From a historical perspective, ADP also recorded a negative value (-15,000) in March 2023, and then gold rose 3.2% in two weeks; the current background is more complicated: the US dollar index fell to 96.69 (4.2 points lower than in March 2023), and the 10-year US Treasury bond yield was 4.234% (0.8 points higher than then). This combination of "weak dollar + strong US Treasury bonds" makes gold supported by the currency of denomination while being suppressed by real interest rates. This is also the core reason why the gold price did not show a unilateral trend after ADP.

Market expectations for June non-farm payrolls data diverge widely:
Optimistic scenario: If new employment exceeds expectations (for example, higher than 150,000) and the unemployment rate stabilizes, the timing of the Fed's interest rate cut may be delayed, and the rebound of the US dollar may suppress gold's short-term performance.
Pessimistic scenario: If the number of new jobs is less than 100,000 and the unemployment rate rises to above 4.5%, expectations of interest rate cuts will rise sharply, and gold is expected to break through the resistance level of $3,373.50 (61.8% Fibonacci retracement bit) and move towards the round number of $3,400.
Market Sentiment Tracking:
A Bloomberg survey shows that 11 out of 23 investment banks are bearish on non-farm payrolls (expected new additions 130,000), and 4 are neutral, reflecting intensifying differences among institutions.
Options market data shows that the implied volatility of call options near $3,350 for gold is 2.3 percentage points higher than that of put options, indicating that bullish sentiment is slightly dominant but not overwhelming.
3. Risk Warning
Risk of policy reinterpretation: Federal Reserve officials have made intensive statements recently. If the non-farm data diverges from ADP, Powell’s “data-dependent” wording may be reinterpreted, causing the market to revise its expectations for the path of interest rate cuts.

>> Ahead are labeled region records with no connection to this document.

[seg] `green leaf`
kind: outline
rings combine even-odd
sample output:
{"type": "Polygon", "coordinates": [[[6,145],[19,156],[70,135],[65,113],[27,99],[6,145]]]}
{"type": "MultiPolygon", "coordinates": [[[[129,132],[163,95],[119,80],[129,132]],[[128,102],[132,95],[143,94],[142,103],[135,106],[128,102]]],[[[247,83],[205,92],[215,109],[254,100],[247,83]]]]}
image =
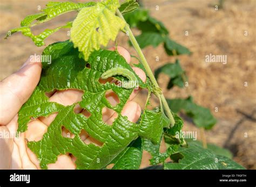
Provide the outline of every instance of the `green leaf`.
{"type": "Polygon", "coordinates": [[[151,155],[152,158],[150,160],[150,164],[153,166],[164,163],[172,154],[174,153],[179,147],[178,145],[171,145],[167,149],[165,153],[160,152],[160,144],[154,144],[147,139],[143,139],[143,149],[146,150],[151,155]]]}
{"type": "Polygon", "coordinates": [[[165,38],[164,43],[165,52],[169,55],[178,55],[180,54],[190,54],[188,49],[171,40],[169,37],[165,38]]]}
{"type": "Polygon", "coordinates": [[[57,16],[71,11],[79,10],[82,8],[92,6],[96,4],[95,2],[86,3],[75,3],[73,2],[50,2],[46,5],[46,8],[42,10],[42,12],[26,16],[21,23],[21,27],[15,28],[9,31],[5,39],[17,32],[21,32],[22,34],[32,39],[37,46],[44,45],[43,41],[50,34],[58,31],[61,28],[70,28],[72,26],[72,21],[68,23],[65,25],[58,27],[55,29],[46,29],[44,32],[35,35],[31,32],[31,27],[48,21],[57,16]],[[33,23],[34,21],[37,21],[33,23]]]}
{"type": "Polygon", "coordinates": [[[141,48],[150,45],[156,47],[164,41],[161,34],[155,32],[143,32],[135,38],[141,48]]]}
{"type": "MultiPolygon", "coordinates": [[[[18,131],[25,132],[29,121],[40,116],[58,114],[48,128],[43,139],[30,141],[28,147],[36,155],[42,169],[55,163],[58,155],[67,153],[77,159],[77,169],[98,169],[106,167],[130,143],[138,137],[139,124],[133,123],[121,114],[123,108],[134,89],[126,89],[114,84],[102,84],[99,79],[102,74],[114,67],[127,69],[136,74],[125,60],[116,51],[100,49],[93,52],[87,62],[79,57],[79,52],[69,41],[57,42],[48,46],[43,53],[51,55],[51,64],[43,62],[40,82],[32,96],[19,112],[18,131]],[[90,68],[86,64],[90,64],[90,68]],[[82,100],[69,106],[50,102],[46,92],[75,89],[83,90],[82,100]],[[106,98],[106,92],[112,90],[118,96],[120,103],[112,106],[106,98]],[[78,104],[91,116],[86,118],[75,113],[78,104]],[[113,110],[118,117],[112,126],[104,123],[102,111],[104,107],[113,110]],[[31,117],[33,117],[31,118],[31,117]],[[65,127],[75,135],[73,139],[62,135],[65,127]],[[84,130],[90,136],[103,143],[102,147],[86,145],[79,135],[84,130]]],[[[146,88],[136,75],[139,85],[146,88]]]]}
{"type": "Polygon", "coordinates": [[[122,15],[131,12],[139,8],[139,4],[134,0],[128,0],[121,4],[119,8],[122,15]]]}
{"type": "Polygon", "coordinates": [[[73,21],[71,30],[71,40],[78,47],[85,60],[100,45],[106,46],[109,41],[114,41],[125,23],[115,15],[119,6],[118,1],[97,3],[93,6],[81,10],[73,21]]]}
{"type": "Polygon", "coordinates": [[[42,10],[47,15],[48,19],[52,18],[64,13],[71,11],[79,10],[85,7],[94,6],[95,2],[85,3],[76,3],[73,2],[50,2],[46,5],[46,8],[42,10]]]}
{"type": "Polygon", "coordinates": [[[213,143],[207,144],[207,149],[212,150],[215,154],[224,156],[228,159],[233,158],[232,153],[228,149],[219,147],[213,143]]]}
{"type": "Polygon", "coordinates": [[[170,124],[170,120],[163,112],[144,110],[140,119],[139,135],[154,144],[160,143],[163,128],[169,126],[170,124]]]}
{"type": "Polygon", "coordinates": [[[178,150],[178,147],[184,143],[184,139],[181,137],[177,138],[176,135],[177,132],[180,133],[183,127],[183,121],[178,116],[173,114],[175,124],[173,127],[170,128],[165,128],[164,133],[161,134],[160,140],[164,137],[164,141],[167,146],[167,149],[164,153],[160,152],[160,146],[161,142],[158,142],[157,144],[153,143],[152,141],[146,139],[143,139],[143,149],[149,152],[152,158],[150,160],[152,165],[157,165],[161,163],[164,163],[172,154],[178,150]]]}
{"type": "Polygon", "coordinates": [[[193,141],[188,143],[188,148],[179,147],[171,158],[176,163],[165,163],[165,169],[245,169],[232,160],[216,155],[193,141]]]}
{"type": "Polygon", "coordinates": [[[21,32],[22,34],[30,38],[34,42],[35,44],[36,44],[36,45],[37,46],[42,46],[44,45],[44,39],[48,37],[50,35],[54,33],[61,28],[70,28],[71,26],[72,22],[69,22],[65,25],[58,27],[55,29],[46,29],[44,32],[40,33],[39,34],[35,35],[31,32],[31,28],[29,26],[24,26],[11,30],[10,31],[10,33],[6,35],[5,39],[7,38],[9,35],[11,35],[17,32],[21,32]]]}
{"type": "Polygon", "coordinates": [[[211,129],[217,123],[216,119],[212,116],[210,110],[193,103],[192,97],[185,99],[167,99],[167,102],[173,112],[177,113],[184,110],[199,127],[211,129]]]}
{"type": "Polygon", "coordinates": [[[112,169],[138,169],[142,159],[142,139],[132,141],[112,162],[112,169]]]}
{"type": "Polygon", "coordinates": [[[46,14],[44,12],[39,12],[35,15],[27,16],[21,22],[21,26],[30,26],[33,21],[38,20],[40,18],[42,18],[46,14]]]}
{"type": "Polygon", "coordinates": [[[124,18],[130,27],[134,27],[137,26],[140,21],[146,20],[149,16],[149,11],[140,8],[126,13],[124,15],[124,18]]]}
{"type": "Polygon", "coordinates": [[[180,134],[182,133],[181,130],[183,127],[182,119],[176,114],[173,114],[175,124],[171,128],[164,130],[164,138],[165,142],[169,145],[183,145],[184,142],[184,138],[180,134]]]}

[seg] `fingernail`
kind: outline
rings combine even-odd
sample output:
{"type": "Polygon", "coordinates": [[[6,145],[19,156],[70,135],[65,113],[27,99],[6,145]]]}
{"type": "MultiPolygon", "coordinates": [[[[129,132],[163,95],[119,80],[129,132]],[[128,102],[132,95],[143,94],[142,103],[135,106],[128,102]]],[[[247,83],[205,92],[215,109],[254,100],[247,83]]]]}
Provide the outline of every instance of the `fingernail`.
{"type": "Polygon", "coordinates": [[[31,62],[31,61],[30,61],[30,58],[29,57],[29,58],[25,62],[25,63],[23,64],[23,65],[22,65],[22,66],[21,67],[21,68],[19,68],[19,69],[22,69],[22,68],[24,68],[25,66],[26,66],[26,65],[28,65],[28,64],[29,64],[30,62],[31,62]]]}

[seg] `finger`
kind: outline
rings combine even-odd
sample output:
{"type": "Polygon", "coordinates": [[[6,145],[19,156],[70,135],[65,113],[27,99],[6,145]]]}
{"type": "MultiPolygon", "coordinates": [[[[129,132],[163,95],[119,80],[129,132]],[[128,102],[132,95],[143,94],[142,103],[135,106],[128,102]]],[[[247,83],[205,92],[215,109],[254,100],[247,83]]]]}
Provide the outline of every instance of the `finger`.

Liquidity shock: 30 minutes before and after the release of non-agricultural data, gold volatility usually rises to more than three times the daily level, so we need to be alert to short-term slippage risks.
Geopolitical linkage risks: If the situation in the Middle East (such as the Houthi armed forces attacking Israel again) resonates with the non-farm data, it may amplify the volatility of gold.
The cracks in the job market torn by the negative ADP value have put gold in a game of "economic resilience and downside risks". The release of non-farm data tonight may be the key to breaking this balance - if the data confirms that the job market is weakening across the board, gold is expected to break through $3,370; if it shows resilience, the probability of a pullback to the $3,325 support level will increase.